Dziś krótko, zwięźle i na temat...22 miesiące i początek buntu dwulatka...Każdy, kto wie o czym mówię wie zapewne że nie jest łatwo :) no ale jak to się mówi byle do przodu...Niedługo święta a potem drugie urodziny - jest na co czekać:)
Ada bardzo zeszczuplała w ciągu ostatniego miesiąca...Jest lżejsza prawie o połowę (chociaż jak wrzeszczy i wije się na rękach ze złości to wcale taka lekka nie jest :) Rano nie je nic, mleka nie pije już od 3 tygodni...Tylko na wieczór ma lepszy apetyt i wtedy może zjeść dużo...
Wyrosła również sporo...Wszystkie legginsy jeszcze nie tak dawno o wiele za długie teraz są trochę ponad kostkę...
Ząbków jest już cała buzia...Szczotkowanie to jedna z lepszych propozycji uspokojenia jej o poranku:)
Biega, skacze, tańczy, śpiewa - słowem człowiek orkierstra...

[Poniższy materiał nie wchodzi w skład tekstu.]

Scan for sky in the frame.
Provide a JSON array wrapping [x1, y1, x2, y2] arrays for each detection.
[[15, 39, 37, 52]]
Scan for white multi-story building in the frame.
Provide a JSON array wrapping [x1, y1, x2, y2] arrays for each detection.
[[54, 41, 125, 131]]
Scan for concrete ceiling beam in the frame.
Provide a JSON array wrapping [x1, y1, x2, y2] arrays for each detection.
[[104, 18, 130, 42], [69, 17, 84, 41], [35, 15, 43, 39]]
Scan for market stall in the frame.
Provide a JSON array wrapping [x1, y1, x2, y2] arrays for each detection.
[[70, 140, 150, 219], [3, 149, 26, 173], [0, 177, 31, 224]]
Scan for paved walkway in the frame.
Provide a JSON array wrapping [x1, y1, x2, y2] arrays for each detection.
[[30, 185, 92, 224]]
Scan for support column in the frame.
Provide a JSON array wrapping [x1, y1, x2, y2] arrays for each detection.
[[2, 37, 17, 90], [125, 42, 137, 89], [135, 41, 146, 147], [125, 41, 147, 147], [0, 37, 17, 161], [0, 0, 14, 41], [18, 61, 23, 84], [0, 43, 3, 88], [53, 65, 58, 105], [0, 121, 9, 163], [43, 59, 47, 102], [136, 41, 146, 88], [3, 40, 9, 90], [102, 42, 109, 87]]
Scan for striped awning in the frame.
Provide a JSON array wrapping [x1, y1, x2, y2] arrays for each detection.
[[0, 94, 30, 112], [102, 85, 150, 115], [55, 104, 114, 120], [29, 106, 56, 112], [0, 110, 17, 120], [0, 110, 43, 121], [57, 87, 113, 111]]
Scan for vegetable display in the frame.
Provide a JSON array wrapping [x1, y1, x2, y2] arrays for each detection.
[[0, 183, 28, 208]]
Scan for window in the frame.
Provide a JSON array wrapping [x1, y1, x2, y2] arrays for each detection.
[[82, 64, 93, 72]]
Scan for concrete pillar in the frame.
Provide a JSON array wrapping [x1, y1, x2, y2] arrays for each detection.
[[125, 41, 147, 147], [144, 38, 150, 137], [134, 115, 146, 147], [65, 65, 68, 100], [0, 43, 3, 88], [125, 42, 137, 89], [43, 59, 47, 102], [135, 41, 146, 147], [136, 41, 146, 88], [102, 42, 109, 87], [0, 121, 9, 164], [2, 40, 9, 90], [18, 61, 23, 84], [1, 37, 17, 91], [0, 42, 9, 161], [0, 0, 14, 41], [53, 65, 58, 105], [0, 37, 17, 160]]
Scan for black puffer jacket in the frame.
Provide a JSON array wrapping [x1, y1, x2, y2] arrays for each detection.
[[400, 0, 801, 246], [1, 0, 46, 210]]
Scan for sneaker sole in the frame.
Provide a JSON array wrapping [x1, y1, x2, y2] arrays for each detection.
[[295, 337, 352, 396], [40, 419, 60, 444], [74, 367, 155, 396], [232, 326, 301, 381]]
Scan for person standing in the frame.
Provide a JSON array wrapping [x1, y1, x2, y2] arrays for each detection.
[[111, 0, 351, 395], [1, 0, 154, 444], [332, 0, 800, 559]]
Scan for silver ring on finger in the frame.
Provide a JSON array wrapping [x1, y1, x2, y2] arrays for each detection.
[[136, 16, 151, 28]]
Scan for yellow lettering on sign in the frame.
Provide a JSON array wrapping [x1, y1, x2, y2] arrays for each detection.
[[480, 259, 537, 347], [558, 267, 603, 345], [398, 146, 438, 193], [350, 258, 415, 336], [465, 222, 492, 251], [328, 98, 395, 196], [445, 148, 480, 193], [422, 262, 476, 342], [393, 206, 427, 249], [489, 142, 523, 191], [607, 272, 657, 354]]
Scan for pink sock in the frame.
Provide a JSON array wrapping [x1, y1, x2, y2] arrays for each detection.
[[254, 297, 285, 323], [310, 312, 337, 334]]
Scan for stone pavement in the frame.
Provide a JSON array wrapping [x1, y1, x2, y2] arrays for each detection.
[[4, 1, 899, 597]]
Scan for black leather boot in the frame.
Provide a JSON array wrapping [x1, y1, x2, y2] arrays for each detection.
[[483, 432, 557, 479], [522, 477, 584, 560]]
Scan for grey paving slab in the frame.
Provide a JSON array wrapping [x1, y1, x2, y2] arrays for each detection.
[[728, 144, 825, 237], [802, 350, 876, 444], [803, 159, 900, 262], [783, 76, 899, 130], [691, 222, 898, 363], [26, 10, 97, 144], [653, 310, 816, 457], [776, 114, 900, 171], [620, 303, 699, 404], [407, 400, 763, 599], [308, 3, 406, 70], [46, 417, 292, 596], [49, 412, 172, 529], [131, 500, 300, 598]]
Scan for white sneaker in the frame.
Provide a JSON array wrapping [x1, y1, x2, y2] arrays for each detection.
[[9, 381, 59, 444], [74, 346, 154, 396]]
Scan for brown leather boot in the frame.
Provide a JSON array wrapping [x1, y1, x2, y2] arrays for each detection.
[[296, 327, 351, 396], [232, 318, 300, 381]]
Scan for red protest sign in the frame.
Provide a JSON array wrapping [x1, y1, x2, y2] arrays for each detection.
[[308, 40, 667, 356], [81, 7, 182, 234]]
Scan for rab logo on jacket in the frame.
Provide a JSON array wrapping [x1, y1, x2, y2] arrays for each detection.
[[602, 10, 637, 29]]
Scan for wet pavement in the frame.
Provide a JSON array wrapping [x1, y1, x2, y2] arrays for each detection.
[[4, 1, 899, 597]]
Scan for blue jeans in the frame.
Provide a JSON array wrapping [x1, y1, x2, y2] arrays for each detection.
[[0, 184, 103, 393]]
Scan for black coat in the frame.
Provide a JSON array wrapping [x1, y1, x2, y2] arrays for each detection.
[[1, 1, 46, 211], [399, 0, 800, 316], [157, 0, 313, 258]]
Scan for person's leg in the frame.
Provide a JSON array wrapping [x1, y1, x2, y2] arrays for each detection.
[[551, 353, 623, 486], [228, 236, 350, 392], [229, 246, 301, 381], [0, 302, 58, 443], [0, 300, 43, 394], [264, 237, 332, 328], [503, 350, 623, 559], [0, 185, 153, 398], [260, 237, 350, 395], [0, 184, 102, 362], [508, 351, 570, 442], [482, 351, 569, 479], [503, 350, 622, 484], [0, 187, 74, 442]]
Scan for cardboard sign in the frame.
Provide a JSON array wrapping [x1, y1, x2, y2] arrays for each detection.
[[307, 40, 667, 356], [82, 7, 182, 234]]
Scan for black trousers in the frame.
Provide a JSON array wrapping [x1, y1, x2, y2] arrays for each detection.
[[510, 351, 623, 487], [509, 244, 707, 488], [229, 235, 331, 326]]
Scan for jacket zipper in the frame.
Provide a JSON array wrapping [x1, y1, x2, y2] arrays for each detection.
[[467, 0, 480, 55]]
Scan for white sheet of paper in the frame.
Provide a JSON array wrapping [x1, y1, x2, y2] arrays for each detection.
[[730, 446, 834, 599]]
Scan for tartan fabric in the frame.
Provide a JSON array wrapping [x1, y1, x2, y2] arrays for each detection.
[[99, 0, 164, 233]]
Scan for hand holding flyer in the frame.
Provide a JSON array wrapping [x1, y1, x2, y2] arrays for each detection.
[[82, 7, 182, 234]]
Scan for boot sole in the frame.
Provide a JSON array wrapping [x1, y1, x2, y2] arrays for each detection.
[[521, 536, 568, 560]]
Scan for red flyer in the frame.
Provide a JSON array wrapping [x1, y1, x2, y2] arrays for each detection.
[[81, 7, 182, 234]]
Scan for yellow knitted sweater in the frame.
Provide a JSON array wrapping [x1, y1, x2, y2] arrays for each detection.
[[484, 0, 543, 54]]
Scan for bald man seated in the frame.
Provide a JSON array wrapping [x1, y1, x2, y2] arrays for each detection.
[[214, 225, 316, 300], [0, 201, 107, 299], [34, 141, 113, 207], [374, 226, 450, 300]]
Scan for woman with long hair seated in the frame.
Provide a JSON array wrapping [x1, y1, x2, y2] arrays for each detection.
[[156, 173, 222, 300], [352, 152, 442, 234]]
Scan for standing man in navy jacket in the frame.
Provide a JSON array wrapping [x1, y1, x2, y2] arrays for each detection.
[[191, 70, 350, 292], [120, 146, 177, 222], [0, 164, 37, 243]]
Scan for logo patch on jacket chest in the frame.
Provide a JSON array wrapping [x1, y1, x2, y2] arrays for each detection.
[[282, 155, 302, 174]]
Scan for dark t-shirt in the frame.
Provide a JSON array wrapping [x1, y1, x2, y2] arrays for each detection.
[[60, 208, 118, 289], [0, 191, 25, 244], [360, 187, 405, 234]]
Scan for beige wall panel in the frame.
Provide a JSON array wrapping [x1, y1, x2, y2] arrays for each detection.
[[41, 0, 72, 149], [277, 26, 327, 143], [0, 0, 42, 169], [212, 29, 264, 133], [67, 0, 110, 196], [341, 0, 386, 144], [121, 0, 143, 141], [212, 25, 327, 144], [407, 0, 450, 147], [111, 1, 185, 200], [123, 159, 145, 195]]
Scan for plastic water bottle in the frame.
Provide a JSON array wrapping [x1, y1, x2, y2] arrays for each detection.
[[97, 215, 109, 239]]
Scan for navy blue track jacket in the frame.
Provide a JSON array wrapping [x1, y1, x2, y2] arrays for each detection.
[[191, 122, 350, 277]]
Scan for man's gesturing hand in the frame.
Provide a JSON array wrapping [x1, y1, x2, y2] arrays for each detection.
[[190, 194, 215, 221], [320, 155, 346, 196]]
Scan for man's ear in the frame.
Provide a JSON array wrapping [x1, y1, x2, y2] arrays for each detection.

Mało czasu z nią spedzam i nie wiem czy to czasem nie przeze mnie tak się złości cały czas, ciagle jej coś nie pasuje, płacze i rzuca się na podłogę :( Niby czytam na internecie że to normalne jednak mam poczucie winy i wolałabym chociaż trochę z nią pobyć w ciągu dnia....
Mało mówi na pewno jest trochę cofnięta w stosunku do innych dzieci...Czas spędza z mężem, który z natury jest małomówny więc nie ma od kogo nawet się uczyć...Jak na jestem to mówię do niej non stop ale jak na razie mówienie nie idzie za najlepiej....
Lubi bardzo rysować i drzeć książeczki:) Uwielbia też pluszaki i klocki...
E, z tego co pisałaś wcześniej i tak gada więcej niż moja. Pediatra mnie uspokaja, że niektóre dzieci rozgadują się dopiero w trzecim roku życia. Warto dzieci oczywiście stymulować, wrzucać w grono rówieśników i tak dalej, ale bez nerwów. Dopóki porozumiewa się po swojemu z otoczeniem, pokazuje palcem i nie sprawia zamkniętej w sobie, jest ok.
OdpowiedzUsuńŚliczna sukienka!
Dzieci dwujezyczne zaczynaja pozniej gadac. Nic sie nie przejmuj, wcale nie jest cofnieta, wrecz przeciwnie, uklada dwa jezyki w glowie na raz :)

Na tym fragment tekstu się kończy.